Henry asintió y se miró el dorso de la mano con que contenía el olor del café.

—Y no vas a hacer ninguna de esas cosas. ¿Me equivoco?

Henry apartó la mano y observó la superficie trémula del café. Pensó: «No voy a beber más café». Era demasiado oscuro, demasiado sucio. Se parecía demasiado a la comida. La idea de no tomar más café ni comida le proporcionó una felicidad momentánea. Quería seguir esa felicidad allí donde lo llevase: lo quería y lo haría. Era un viaje que iba a emprender. O que ya había emprendido: ¿cuántos días hacía que no comía nada más que una cucharada de sopa? Y cada día, cada hora, cada minuto, alargaba el viaje. Sabía qué pasaría si comía: su cuerpo devolvería la comida, la mearía y la sudaría y la cagaría, amontonaría pequeños segmentos de proteínas en los hombros para parecerse al tipo del tarro de SuperBoost. Sabía cómo participar en todo ese ciclo. Pero no comer era algo nuevo. Nuevo e ideal para él, y eso no podía contárselo a Pella. No lo entendería.
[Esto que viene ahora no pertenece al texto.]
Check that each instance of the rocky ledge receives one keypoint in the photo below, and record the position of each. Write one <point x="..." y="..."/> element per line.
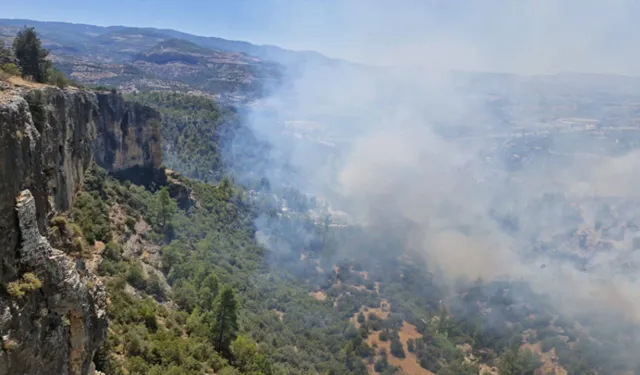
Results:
<point x="52" y="311"/>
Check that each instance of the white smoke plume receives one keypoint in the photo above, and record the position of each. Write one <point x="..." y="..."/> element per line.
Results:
<point x="420" y="138"/>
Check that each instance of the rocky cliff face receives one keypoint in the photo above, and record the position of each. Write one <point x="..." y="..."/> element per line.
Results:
<point x="53" y="323"/>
—¿Me equivoco? —repitió ella.

Henry negó con la cabeza.

—No puedo.

—Vale.

Él la observó mientras ella se armaba de valor. Lamentaba obligarla a hacer una cosa así.

—Vale —repitió Pella—. Pues entonces será mejor que te vayas, creo.

Henry apartó la silla y se levantó. Le flaqueaban un poco las rodillas, no de una manera desagradable: se sentía suelto y ligero, como un globo de feria. Cuando regresó a su antigua habitación, Owen no estaba.